Clicks per Impression: 0.0616 (-0.0042)
Earnings per Winning Bid Revenue: 0.60 (-0.10)
Average Clicks per Day: 596 (+176)
Average Earnings per Day: $108.33 (-3.15)



4 Responses to “February’s income: $3,358 from ePN and $431 from AdSense”
  1. ryan says:

    your clicks increased by 22%, and your GMB increases by 27%, that’s good. should be good enough to sustain epc. but other factors like CRU, ACRU, numbers matter. It’s good if those numbers increase with clicks. In your case it looks like they dropped a bit. And also, the categories that are converting matter. If you send someone to ebay from blue guitar site, and they end up three days later buying a coffee mug, that will effect EPC value.
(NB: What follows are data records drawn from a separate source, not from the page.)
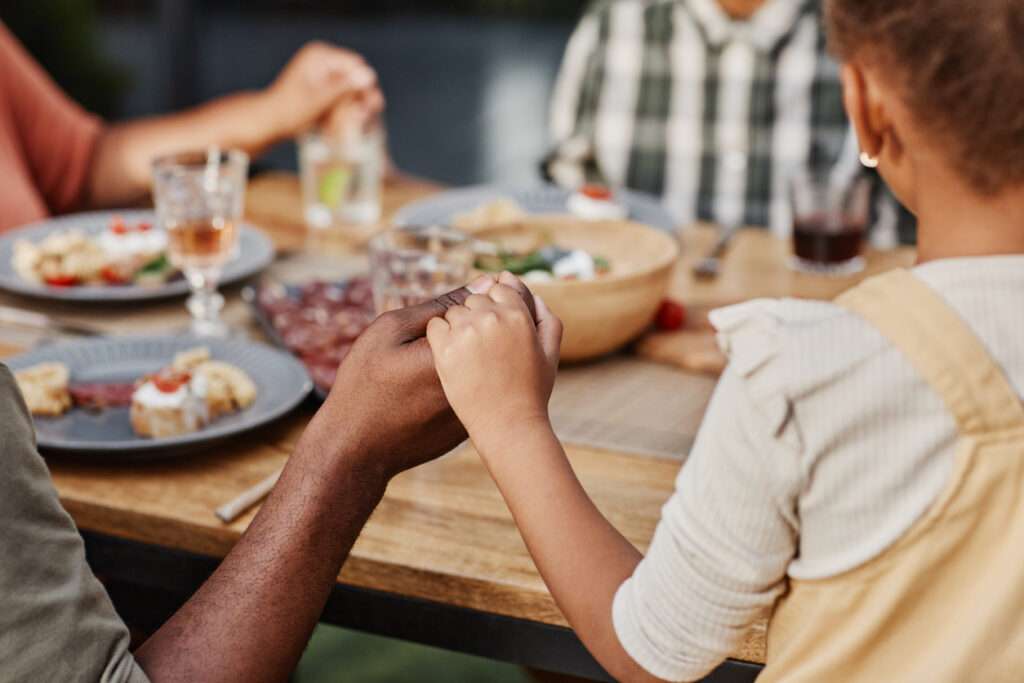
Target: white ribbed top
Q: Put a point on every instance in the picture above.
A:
(820, 447)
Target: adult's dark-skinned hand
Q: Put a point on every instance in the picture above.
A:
(251, 620)
(387, 402)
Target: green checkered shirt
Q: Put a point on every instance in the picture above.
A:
(675, 98)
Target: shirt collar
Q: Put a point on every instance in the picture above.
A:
(764, 30)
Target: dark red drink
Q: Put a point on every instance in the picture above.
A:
(818, 244)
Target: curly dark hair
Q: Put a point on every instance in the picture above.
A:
(960, 68)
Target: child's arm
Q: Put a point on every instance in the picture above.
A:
(581, 556)
(720, 555)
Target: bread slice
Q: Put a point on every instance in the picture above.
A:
(164, 422)
(227, 388)
(45, 388)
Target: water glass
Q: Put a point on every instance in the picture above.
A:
(830, 216)
(341, 177)
(413, 264)
(200, 198)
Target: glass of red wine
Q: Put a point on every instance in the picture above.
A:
(830, 215)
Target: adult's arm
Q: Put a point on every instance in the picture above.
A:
(318, 81)
(251, 621)
(56, 623)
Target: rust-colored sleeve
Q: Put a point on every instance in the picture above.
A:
(56, 136)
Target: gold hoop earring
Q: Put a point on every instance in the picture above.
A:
(867, 161)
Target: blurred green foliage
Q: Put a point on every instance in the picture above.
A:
(62, 36)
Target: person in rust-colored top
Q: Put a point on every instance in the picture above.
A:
(56, 158)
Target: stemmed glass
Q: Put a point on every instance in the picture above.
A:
(200, 199)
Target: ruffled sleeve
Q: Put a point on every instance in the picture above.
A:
(719, 557)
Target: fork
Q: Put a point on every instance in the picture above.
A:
(711, 266)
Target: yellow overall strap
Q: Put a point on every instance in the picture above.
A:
(942, 348)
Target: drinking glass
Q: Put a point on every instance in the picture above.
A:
(413, 264)
(341, 177)
(200, 199)
(830, 216)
Bottom line it is tough to figure out what EPN is up to, so just keep scaling up with your formula.

  2. KC says:

    Tony, its so great of you to share your stats! Curious – how are you hosting your 96 sites – are they on VPS and if so, how much memory/storage? I’m nowhere near 96, have about 50 sites now and running into performance issues already (slow response times on Servint VPS). Just wondering how much more resources I will need at your level.

    Cheers

  3. Tony H says:

    Hi KC. I presently have about 30 of my sites on SerVint’s VPS hosting. The remaining ~70 sites are divided up among 9 shared hosting accounts I have with BlueHost, HostGator, and some others.
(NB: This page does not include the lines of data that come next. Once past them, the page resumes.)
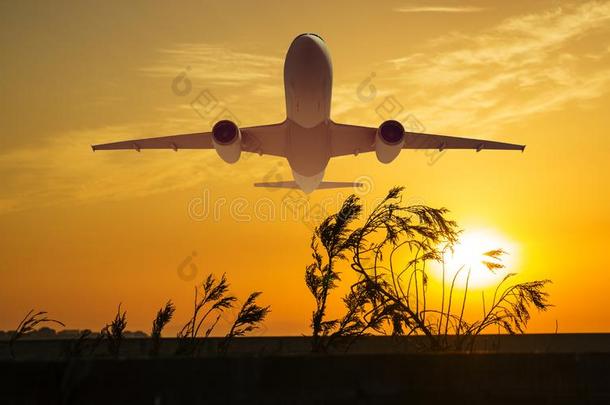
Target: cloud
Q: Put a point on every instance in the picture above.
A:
(216, 64)
(439, 9)
(474, 83)
(64, 170)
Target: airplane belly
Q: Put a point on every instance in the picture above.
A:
(308, 149)
(308, 81)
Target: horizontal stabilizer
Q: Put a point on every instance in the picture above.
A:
(322, 185)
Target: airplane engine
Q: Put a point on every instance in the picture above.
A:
(389, 140)
(226, 139)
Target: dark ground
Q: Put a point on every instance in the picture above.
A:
(537, 369)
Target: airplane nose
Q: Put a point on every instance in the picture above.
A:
(307, 40)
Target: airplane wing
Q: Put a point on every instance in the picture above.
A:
(353, 139)
(263, 139)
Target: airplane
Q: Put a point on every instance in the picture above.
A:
(308, 138)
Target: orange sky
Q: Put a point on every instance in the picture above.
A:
(81, 232)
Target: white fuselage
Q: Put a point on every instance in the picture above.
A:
(308, 86)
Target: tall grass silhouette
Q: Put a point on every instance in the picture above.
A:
(391, 298)
(249, 318)
(28, 325)
(114, 332)
(164, 316)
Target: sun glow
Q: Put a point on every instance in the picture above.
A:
(469, 255)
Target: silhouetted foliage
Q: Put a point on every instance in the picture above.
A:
(393, 299)
(28, 325)
(164, 316)
(249, 318)
(214, 298)
(113, 332)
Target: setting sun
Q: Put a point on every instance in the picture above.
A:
(469, 254)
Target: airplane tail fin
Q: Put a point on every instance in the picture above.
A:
(322, 185)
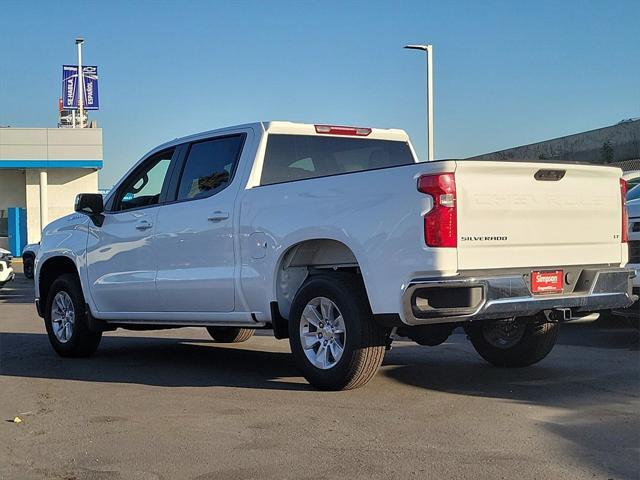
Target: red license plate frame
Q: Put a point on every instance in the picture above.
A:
(545, 282)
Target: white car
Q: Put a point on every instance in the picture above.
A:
(6, 269)
(337, 238)
(633, 209)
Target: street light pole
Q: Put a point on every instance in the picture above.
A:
(79, 42)
(428, 49)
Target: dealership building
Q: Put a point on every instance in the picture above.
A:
(41, 171)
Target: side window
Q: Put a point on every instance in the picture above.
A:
(209, 167)
(144, 186)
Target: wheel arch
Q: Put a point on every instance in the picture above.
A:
(304, 258)
(52, 268)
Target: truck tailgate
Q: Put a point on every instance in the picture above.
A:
(517, 214)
    Most of the 30 sites on ServInt are “thick” sites with 100-500 pages created by Auction2Post. Each site is set up to run hourly A2P automations which add 5-20 pages per hour to each site. This is definitely slowing the response time of all of the ServInt websites, but is still tolerable. Last week my VPS memory maxed out and every single site would not open due to not enough memory. I turned off the A2P automations and had a ServInt tech restart Apache in my hosting account. Since then, things are working better than before, but I have yet to restart the automations.

    For my ServInt VPS hosting, I think 20-30 of these thick sites (running A2P automations) is the limit.
    For my other shared hosting accounts, I think 10-15 of these thick sites is the limit.

    For thin sites (not running A2P), I think these numbers would probably double or triple. Probably 50 or more could be hosted on ServInt VPS and 30 or more on good shared hosting accounts.

    I like BlueHost shared hosting because they have CPU Throttling which will protect you from unintentional spikes in resource usage. I have had accounts on other hosts suspended because of this.

  4. Mike says:

    Let me know if you need help with caching….. I’ve seen great returns lately with enabling this through apache on ServINT.

    Thanks for your posts….. you are an inspiration to many that I mentor.